It turns out that the model with 6 hidden layers performed the best in terms of misclassification error (~5.35%).

b) Choose the optimal regularization (weight decay for parameters 0, 0.1, … , 1) for the structural model found above (i.e. with 6 hidden layers).

set.seed(187)
for (n in seq(0, 1, 0.1)) {
    NN.train <- nnet(factor(SPAM) ~ ., data = spam.train, size = 6, maxit = 5000, 
        rang = 0.5, decay = n, trace = F)

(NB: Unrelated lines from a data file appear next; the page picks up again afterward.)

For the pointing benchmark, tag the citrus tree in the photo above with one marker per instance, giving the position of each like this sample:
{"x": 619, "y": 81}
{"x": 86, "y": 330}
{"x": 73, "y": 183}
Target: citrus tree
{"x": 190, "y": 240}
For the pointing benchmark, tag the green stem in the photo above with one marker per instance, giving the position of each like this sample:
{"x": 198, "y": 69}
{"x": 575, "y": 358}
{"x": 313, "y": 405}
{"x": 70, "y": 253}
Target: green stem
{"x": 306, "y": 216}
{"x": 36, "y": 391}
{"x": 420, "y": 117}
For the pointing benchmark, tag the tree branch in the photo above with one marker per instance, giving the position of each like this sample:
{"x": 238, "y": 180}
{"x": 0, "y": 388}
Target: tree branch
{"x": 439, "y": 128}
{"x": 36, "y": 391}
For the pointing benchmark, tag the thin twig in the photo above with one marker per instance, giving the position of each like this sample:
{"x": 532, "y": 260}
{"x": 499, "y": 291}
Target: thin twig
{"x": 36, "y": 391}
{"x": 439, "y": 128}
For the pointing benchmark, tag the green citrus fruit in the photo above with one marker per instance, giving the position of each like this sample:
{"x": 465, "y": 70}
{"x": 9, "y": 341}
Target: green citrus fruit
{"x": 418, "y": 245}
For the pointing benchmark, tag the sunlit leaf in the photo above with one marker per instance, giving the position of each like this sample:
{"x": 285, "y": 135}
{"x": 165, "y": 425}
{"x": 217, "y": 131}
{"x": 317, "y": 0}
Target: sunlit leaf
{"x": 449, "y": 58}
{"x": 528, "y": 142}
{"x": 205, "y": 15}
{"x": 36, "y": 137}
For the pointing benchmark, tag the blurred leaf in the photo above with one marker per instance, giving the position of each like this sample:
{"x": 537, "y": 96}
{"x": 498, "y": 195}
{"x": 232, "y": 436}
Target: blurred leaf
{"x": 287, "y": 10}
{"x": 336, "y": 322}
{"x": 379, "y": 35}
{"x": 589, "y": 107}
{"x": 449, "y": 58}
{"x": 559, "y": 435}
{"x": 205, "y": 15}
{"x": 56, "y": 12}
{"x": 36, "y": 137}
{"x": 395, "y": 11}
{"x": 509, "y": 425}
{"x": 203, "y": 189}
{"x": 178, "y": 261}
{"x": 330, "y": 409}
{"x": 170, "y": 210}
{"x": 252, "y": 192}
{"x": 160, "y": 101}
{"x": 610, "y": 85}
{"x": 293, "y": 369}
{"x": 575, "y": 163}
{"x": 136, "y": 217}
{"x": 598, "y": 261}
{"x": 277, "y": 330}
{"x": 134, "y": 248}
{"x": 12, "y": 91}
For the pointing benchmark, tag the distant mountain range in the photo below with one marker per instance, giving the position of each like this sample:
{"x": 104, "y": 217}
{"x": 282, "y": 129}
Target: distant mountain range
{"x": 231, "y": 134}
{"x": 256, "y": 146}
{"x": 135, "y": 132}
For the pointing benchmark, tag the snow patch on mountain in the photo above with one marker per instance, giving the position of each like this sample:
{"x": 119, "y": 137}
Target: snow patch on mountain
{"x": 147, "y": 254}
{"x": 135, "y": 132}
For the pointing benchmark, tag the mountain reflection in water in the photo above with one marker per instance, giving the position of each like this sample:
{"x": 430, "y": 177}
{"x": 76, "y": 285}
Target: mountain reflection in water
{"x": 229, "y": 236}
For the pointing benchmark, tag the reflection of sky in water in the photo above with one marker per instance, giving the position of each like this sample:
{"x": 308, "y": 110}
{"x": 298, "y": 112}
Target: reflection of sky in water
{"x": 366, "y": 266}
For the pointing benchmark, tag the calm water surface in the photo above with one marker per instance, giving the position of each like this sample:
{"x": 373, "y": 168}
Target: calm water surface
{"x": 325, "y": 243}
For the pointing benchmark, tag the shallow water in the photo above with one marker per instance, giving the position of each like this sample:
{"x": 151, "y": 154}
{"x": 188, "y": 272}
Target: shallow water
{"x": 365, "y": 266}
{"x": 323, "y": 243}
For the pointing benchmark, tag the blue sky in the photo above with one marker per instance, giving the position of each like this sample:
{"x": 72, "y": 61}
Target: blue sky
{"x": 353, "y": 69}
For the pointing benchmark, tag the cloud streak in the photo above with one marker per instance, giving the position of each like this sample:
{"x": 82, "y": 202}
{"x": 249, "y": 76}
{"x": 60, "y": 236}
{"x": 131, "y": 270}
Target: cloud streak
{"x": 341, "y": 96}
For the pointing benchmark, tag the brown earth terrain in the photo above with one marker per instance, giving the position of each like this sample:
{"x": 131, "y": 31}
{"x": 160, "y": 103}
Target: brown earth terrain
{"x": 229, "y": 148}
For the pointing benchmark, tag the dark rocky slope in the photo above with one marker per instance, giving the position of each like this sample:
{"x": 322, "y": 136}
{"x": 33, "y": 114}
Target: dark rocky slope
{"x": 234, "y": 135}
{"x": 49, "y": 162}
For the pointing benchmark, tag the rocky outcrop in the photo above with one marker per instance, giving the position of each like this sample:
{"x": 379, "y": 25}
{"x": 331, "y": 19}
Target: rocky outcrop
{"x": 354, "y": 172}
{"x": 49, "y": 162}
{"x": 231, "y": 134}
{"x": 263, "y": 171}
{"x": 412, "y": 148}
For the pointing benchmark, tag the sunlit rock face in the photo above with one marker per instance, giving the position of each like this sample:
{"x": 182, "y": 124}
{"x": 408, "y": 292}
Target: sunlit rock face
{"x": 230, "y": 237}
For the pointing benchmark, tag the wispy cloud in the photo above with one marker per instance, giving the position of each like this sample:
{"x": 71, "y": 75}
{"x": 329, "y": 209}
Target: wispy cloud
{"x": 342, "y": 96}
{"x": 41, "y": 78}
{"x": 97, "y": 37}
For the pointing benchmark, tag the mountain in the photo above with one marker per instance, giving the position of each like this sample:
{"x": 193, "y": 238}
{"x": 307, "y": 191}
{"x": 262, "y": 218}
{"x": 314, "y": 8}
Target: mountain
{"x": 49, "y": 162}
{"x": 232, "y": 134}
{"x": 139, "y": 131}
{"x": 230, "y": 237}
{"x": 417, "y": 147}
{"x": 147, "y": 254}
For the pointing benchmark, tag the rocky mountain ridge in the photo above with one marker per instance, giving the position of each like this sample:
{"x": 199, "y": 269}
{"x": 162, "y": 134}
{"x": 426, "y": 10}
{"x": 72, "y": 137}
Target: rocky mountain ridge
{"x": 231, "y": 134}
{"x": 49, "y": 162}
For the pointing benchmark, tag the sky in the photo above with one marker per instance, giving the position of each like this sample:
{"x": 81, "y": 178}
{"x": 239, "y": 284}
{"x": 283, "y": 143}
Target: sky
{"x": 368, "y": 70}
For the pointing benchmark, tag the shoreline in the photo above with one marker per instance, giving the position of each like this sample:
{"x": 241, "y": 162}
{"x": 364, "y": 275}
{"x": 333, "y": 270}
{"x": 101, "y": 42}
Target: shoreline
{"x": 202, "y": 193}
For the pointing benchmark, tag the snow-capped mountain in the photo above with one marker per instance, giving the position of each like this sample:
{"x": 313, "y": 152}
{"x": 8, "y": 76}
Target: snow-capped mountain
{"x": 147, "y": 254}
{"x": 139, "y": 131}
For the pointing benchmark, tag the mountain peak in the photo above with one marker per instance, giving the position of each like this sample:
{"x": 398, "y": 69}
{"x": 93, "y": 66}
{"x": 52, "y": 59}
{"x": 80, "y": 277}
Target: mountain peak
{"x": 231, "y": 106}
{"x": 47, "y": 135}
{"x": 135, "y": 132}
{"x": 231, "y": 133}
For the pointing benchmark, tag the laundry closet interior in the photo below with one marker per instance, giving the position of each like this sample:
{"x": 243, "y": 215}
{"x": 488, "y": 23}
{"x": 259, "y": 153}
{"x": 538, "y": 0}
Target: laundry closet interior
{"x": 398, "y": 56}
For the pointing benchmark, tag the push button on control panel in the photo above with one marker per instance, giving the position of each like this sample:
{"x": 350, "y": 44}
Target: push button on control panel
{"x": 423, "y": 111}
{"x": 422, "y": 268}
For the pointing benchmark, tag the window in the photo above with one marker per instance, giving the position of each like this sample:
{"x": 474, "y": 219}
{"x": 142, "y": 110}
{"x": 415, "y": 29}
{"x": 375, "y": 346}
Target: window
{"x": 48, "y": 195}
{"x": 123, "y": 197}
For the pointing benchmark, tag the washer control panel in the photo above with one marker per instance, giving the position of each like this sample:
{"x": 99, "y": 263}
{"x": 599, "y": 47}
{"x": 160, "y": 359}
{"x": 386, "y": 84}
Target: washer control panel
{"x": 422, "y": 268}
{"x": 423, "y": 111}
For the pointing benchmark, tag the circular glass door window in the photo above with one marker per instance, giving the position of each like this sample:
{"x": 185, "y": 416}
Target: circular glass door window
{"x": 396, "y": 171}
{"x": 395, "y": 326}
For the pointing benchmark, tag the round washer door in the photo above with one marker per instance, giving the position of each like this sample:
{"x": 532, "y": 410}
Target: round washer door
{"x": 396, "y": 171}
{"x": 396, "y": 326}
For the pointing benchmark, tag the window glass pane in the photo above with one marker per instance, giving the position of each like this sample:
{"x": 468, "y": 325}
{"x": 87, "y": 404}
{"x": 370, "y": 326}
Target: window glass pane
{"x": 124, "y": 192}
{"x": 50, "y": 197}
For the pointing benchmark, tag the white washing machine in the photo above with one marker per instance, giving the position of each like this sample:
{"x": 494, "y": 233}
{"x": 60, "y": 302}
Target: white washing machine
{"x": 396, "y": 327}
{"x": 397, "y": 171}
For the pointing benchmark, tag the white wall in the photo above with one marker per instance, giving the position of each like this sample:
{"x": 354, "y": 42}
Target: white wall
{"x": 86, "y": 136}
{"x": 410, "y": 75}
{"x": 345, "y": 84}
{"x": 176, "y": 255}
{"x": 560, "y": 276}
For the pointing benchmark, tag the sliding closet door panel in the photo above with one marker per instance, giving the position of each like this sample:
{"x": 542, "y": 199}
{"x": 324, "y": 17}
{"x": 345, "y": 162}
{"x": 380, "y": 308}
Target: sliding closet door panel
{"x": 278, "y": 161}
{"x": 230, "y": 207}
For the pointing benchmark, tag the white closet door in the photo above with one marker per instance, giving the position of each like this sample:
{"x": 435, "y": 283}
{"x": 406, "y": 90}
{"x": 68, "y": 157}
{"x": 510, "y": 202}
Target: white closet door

    cat("Misclassificaiton % for model trained with", NN.train$n[2], "hidden units and a decay factor of", 
        n, ":", sum(spam.test$SPAM != predict(NN.train, newdata = spam.test[, 
            1:57], type = "class"))/nrow(spam.test), "\n")
}

## Misclassificaiton % for model trained with 6 hidden units and a decay factor of 0 : 0.05346 
## Misclassificaiton % for model trained with 6 hidden units and a decay factor of 0.1 : 0.04889 
## Misclassificaiton % for model trained with 6 hidden units and a decay factor of 0.2 : 0.04954 
## Misclassificaiton % for model trained with 6 hidden units and a decay factor of 0.3 : 0.04694 
## Misclassificaiton % for model trained with 6 hidden units and a decay factor of 0.4 : 0.04628 
## Misclassificaiton % for model trained with 6 hidden units and a decay factor of 0.5 : 0.05606 
## Misclassificaiton % for model trained with 6 hidden units and a decay factor of 0.6 : 0.0515 
## Misclassificaiton % for model trained with 6 hidden units and a decay factor of 0.7 : 0.0502 
## Misclassificaiton % for model trained with 6 hidden units and a decay factor of 0.8 : 0.04954 
## Misclassificaiton % for model trained with 6 hidden units and a decay factor of 0.9 : 0.05215 
## Misclassificaiton % for model trained with 6 hidden units and a decay factor of 1 : 0.05541

The best model uses 6 hidden layers and 0.4 as the weight decay. An estimation of the misclassification error of the model is ~5.09% which is the average of 10 misclassification rates using different decay factors and random starting parameters.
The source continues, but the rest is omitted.